EMRs are absolutely amazing applications that solve one problem – billing insurance companies. They don’t help a doctor practice better. They don’t help a doctor make more money. In fact, most doctors who use EMRs didn’t invest their own money in them because they don’t help individual doctors make more money. They were “given” them by their employer institutions and told to use them because it would make their employer money through upcoding, while at the same time, make their job more miserable.
I used to hate EMRs until I realized that doctors complain because they’re expecting EMRs to do a job they weren’t created to do. We’re all used to technology making our lives easier. And docs expect EMRs to do the same – make their jobs easier and more productive with better communication and access to more information that should help them make better decisions at the point of artful decision making.

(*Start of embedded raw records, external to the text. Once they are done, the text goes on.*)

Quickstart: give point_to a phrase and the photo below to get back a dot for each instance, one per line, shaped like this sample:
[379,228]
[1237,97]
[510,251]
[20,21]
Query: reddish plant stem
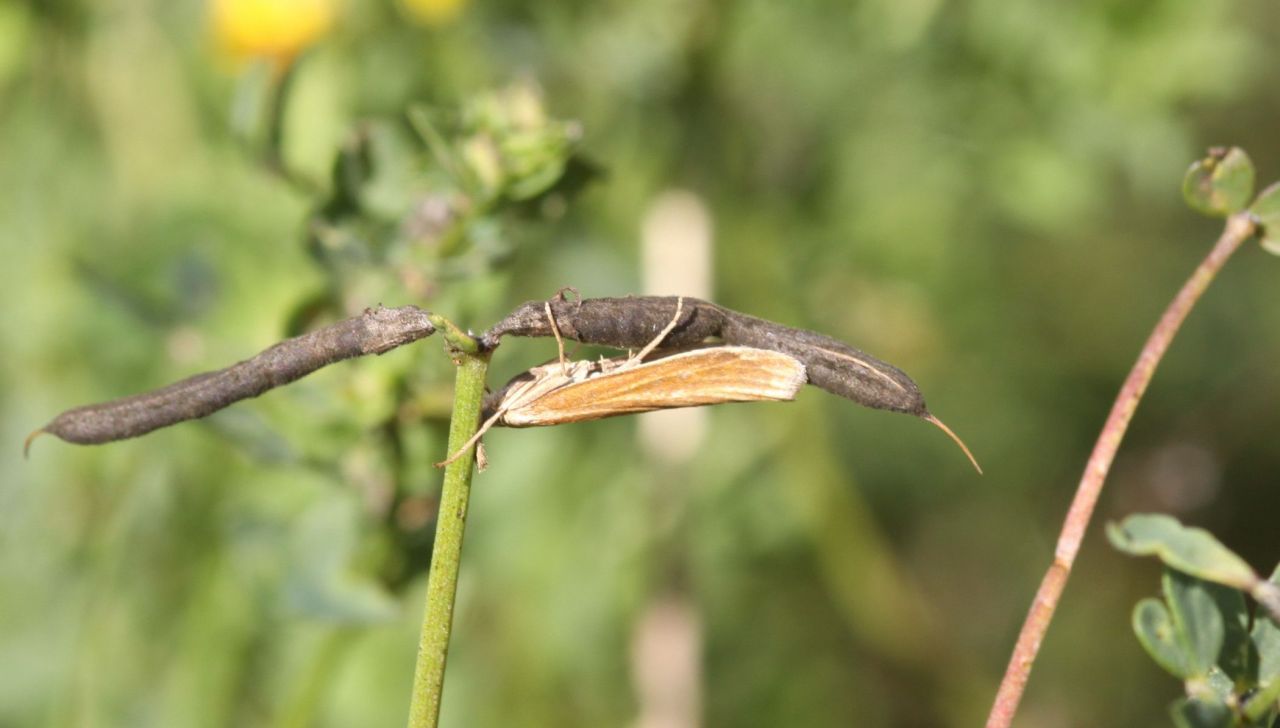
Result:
[1239,228]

If doctors would just kick back and stop complaining and finally accept what EMRs were born to do – be tedious billing engines that satisfy the millions of different rules from the hundreds of various insurance companies – maybe they’d stop having such animosity toward these “technologies.” The problem is, the modern doctor is used to working with tools that are enjoyable and benefit them directly, like Amazon, iTunes, Netflix, etc…and now they’re forced to use horrible interfaces with functionality that’s meant to maximize someone else’s profits.
A whole new class of medical web apps should be developed that help doctors do their jobs better. However, doctors don’t get paid to do our jobs WELL, we get paid to do our jobs THE MOST. And the more volume we crank out, the more we get paid. Therefore, the only scenario where this new class of medical application could thrive is the cash paying market where our patient customers actually pay us for customer service and quality. I hope this happens soon, but I fear the lobbying power of the most profitable and fastest growing industry in America, Health Care, will stifle almost all innovation until it implodes on itself and they go running to the federal government, Auto Industry style, begging for a bailout.